Friday, more or less, was for George. Quotes about the late Yankees owner flashed on the scoreboard as fans filed into the ballpark, Sinatra's "My Way" opened a somber ceremony, then more remembrances of the Boss played between innings, replacing the usual assortment of games and silliness.
Then Saturday, more or less, was for Bob. Video from 2000's Bob Sheppard Day played while the old timers took batting practice, while another tribute was shown during the day's ceremonies. Sheppard's widow, Mary, was the last one called onto the field, after Reggie, Goose, and even Whitey. And during the seventh inning stretch, Sheppard's rendition of "Let Me Call You Sweetheart," a Mother's Day tradition, replaced "Take Me Out to the Ballgame."
When Nick Swisher (a Buckeye, surely to the delight of Big Stein) won Friday night's game with a walk-off single, the cheers were just a bit louder, a bit more sustained than they may have otherwise been. "Win it for George" and "Win it for Bob" served as unspoken rallying cries, and immediately after Curtis Granderson scored the game-winning run, the logos honoring both men appeared on the giant center-field scoreboard.
But once Saturday's game started, the formal tributes had mostly passed. (The Yankees will continue to wear patches honoring both men all season; if you'd like to pay tribute yourself, there was no shortage of bootleg Steinbrenner T-shirts for sale outside the stadium this weekend.) By the time A.J. Burnett left the mound in the third inning, having already allowed four runs, the feeling that one was attending a wake had given way to the feeling that one was attending a ballgame.
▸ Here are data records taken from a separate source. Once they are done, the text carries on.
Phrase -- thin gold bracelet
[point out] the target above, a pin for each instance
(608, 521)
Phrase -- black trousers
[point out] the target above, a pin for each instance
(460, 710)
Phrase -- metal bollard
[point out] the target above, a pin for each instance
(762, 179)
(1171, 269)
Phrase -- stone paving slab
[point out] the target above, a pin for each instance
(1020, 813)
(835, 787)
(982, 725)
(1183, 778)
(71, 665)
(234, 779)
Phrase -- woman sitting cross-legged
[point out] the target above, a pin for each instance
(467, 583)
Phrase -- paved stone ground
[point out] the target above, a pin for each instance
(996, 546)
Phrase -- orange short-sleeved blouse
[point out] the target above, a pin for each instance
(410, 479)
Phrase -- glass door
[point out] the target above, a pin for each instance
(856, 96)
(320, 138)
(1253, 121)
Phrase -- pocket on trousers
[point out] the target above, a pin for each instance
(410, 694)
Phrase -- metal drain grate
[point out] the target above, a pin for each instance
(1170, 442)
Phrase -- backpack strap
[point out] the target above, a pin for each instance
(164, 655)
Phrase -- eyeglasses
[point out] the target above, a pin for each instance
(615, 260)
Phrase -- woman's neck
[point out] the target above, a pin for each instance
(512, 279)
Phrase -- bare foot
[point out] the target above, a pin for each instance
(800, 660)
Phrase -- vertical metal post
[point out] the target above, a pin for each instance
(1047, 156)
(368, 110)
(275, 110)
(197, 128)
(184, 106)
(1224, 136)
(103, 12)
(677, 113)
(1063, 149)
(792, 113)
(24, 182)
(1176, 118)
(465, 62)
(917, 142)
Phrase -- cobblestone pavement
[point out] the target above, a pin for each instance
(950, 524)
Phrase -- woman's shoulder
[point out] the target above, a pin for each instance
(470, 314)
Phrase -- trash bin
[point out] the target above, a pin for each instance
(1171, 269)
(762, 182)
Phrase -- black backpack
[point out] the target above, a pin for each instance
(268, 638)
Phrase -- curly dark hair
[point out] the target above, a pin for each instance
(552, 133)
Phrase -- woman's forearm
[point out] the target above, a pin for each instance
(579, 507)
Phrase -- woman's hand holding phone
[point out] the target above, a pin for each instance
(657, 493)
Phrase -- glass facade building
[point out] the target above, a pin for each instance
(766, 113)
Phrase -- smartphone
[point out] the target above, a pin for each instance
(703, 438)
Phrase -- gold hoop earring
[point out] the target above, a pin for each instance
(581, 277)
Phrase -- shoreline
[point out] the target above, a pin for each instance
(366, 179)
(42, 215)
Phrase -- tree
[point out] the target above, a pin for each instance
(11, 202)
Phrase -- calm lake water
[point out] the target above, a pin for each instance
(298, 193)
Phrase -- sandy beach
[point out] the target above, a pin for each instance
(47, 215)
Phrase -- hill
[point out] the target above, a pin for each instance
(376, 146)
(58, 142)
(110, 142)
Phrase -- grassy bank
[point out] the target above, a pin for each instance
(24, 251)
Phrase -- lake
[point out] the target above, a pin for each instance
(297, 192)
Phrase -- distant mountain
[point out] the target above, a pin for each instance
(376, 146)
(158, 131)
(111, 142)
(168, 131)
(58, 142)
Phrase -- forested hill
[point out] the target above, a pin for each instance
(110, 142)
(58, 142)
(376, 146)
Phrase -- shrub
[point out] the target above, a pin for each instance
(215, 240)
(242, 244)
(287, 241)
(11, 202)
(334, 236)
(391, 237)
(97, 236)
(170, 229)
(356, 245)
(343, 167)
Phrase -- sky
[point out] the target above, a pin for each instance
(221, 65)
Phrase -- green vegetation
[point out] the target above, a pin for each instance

Burnett was showered with boos as he walked back to the dugout — and that was before fans knew that he'd sustained his injury by losing a fight with a clubhouse door. Tampa Bay would go on to win, 10–5.
Andy Pettitte left today's game with a groin injury, but the offense provided plenty of support in a 9–5 win that extended their lead over Tampa Bay to three games. In the days and weeks ahead, the three-way divisional race — and the state of the rotation, and A-Rod's pursuit of 600 home runs — will draw our attention away from mourning and back to baseball. But the concept of "winning one for George" won't go away completely, especially as summer turns to fall.